Creating a golden image with the agent software

Procedure

1. Power on and set up the source desktop you want to use to create the template, including configuring the operating system, VM settings, and software.
2. Configure the software for a VDI or cloned environment, including any endpoint protection software.
3. If you are deploying a Server & Workload Protection agent, configure Agent-Initiated Activation.
   1. In the Trend Vision One console, go to Endpoint Security Operations → Server & Workload Protection → Administration → System Settings → Agents.
   2. Select Allow Agent-Initiated Activation.
   3. Select Allow Trend Vision One Virtual Desktop Infrastructure (VDI) support and cloned virtual machines.
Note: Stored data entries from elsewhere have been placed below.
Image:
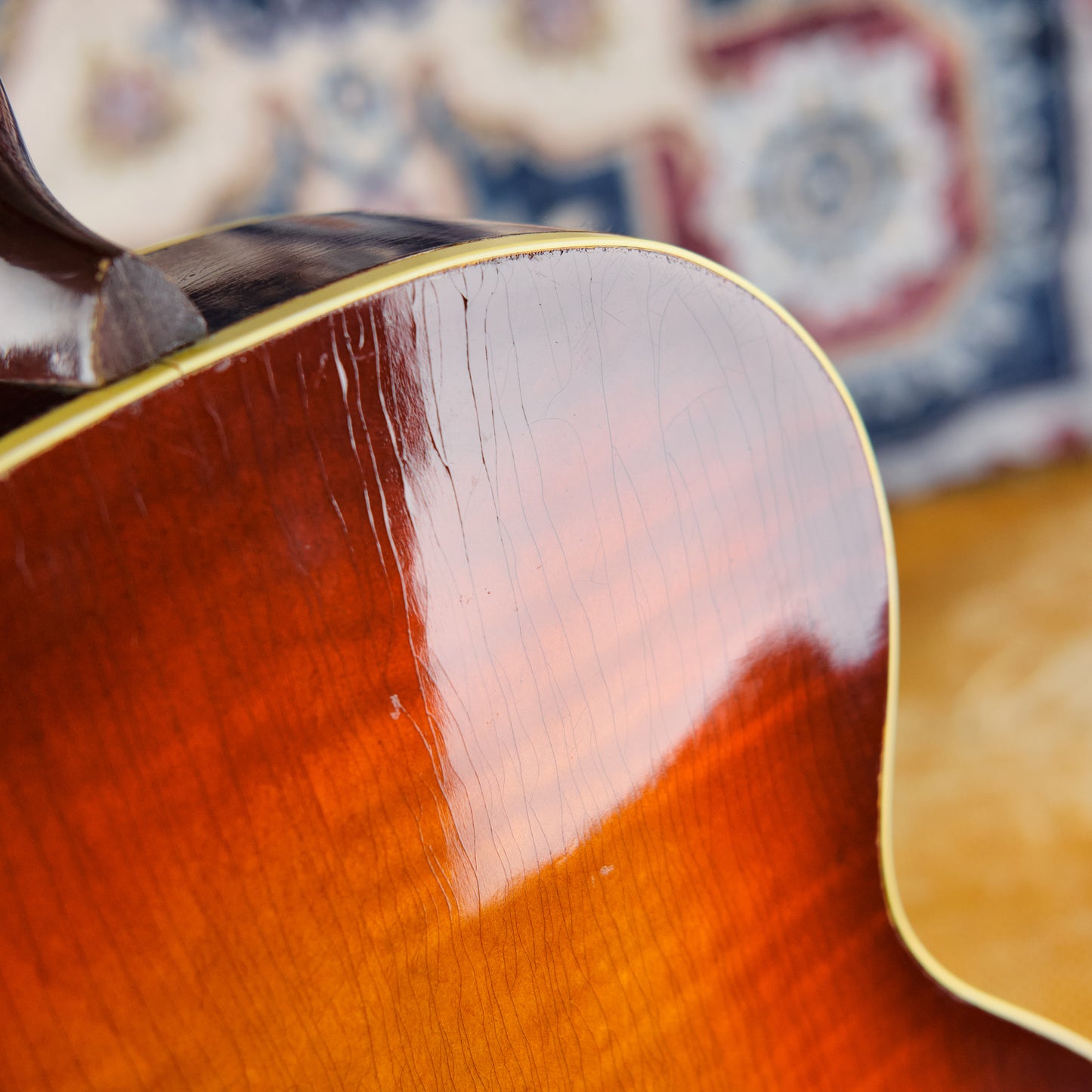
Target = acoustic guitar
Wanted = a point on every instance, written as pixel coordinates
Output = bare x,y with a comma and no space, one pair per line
447,657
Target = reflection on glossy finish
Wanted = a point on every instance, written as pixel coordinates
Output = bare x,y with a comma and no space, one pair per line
481,687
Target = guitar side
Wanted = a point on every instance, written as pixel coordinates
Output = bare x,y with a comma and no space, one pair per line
472,673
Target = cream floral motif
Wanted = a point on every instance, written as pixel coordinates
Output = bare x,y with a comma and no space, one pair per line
633,78
856,204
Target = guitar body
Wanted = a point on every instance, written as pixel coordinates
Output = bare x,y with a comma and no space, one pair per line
468,672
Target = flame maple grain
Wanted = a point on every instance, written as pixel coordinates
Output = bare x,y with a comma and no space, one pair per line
481,687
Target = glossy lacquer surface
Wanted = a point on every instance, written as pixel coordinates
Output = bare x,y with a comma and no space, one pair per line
478,687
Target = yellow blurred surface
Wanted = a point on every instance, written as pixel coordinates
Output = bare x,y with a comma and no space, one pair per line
993,800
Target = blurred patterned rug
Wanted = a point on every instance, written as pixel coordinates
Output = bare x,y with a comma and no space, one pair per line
913,179
907,177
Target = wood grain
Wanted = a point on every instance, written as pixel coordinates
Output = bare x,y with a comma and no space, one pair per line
78,311
478,687
991,807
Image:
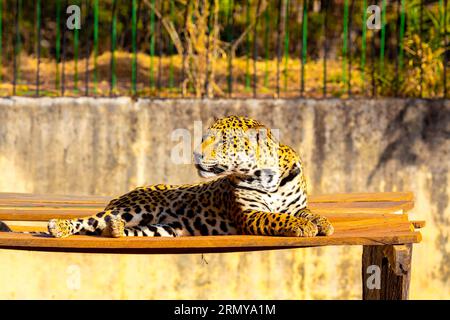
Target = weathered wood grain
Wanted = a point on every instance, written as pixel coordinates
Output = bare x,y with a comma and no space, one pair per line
394,262
356,219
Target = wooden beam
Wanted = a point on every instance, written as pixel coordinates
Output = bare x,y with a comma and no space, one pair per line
386,272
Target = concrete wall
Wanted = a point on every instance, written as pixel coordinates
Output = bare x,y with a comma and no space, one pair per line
106,147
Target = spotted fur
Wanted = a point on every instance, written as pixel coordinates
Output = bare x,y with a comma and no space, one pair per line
257,188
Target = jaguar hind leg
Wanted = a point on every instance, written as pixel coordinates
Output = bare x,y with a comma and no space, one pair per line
324,226
119,229
92,225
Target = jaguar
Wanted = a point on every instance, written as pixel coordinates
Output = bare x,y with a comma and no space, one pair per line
254,185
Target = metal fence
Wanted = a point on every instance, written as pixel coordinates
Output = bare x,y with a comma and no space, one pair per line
226,48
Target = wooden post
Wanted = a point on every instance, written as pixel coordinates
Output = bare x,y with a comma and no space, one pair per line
386,272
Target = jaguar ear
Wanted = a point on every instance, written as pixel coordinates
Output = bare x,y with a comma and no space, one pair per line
269,178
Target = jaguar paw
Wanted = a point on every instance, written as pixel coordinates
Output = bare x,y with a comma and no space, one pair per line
301,228
117,227
59,228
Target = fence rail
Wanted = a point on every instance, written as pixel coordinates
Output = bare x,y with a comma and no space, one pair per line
226,48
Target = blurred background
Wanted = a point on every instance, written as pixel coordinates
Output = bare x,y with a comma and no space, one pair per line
91,111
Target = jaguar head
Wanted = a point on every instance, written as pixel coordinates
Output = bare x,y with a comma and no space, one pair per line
239,146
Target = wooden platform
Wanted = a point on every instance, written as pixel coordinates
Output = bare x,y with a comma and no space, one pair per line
358,218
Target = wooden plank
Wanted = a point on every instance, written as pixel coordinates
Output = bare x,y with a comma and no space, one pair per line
383,223
419,224
9,240
363,197
6,198
393,273
44,213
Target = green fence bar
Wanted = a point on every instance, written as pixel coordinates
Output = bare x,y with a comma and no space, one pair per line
134,45
286,46
152,45
304,44
95,46
344,44
247,51
75,55
87,22
113,79
421,47
255,47
38,43
325,48
170,49
364,45
444,56
58,43
350,26
266,44
280,24
17,46
1,40
383,37
230,21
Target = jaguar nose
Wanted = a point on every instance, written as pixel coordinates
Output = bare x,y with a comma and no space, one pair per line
197,157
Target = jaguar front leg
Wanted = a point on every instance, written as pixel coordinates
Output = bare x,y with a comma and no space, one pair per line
92,225
118,228
254,222
324,226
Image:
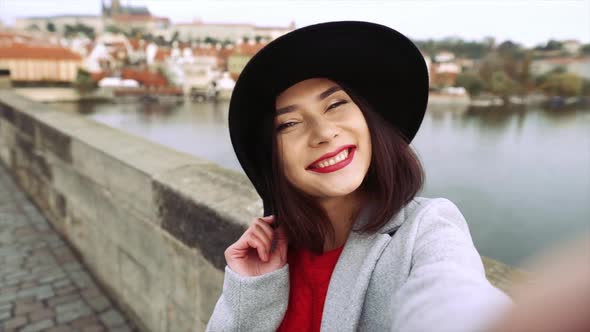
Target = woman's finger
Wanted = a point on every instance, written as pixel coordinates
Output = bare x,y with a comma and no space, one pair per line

      Important Enabling this feature locks other Agent-Initiated Activation settings. For more information, see Agent settings.

4. In the Trend Vision One console, go to Endpoint Security Operations → Endpoint Inventory and click Agent Installer.
5. Download the Agent Installer package you want to use and install the agent on the source desktop.
   Follow the steps in the linked topics based on the agent type you wish to use to install the agent program on the source desktop:

   • Standard Endpoint Protection Agent Deployment
   • Server & Workload Protection Agent Deployment
   • Endpoint Sensor Agent Deployment
6. After installation finishes, go to Endpoint Security Operations → Endpoint Inventory and locate the source desktop on the list.
7. Verify that the desired endpoint policy settings are correct.
8. If you want to facilitate future agent upgrades, create a snapshot of your source desktop.
   For more information, see Updating the agent for golden image templates.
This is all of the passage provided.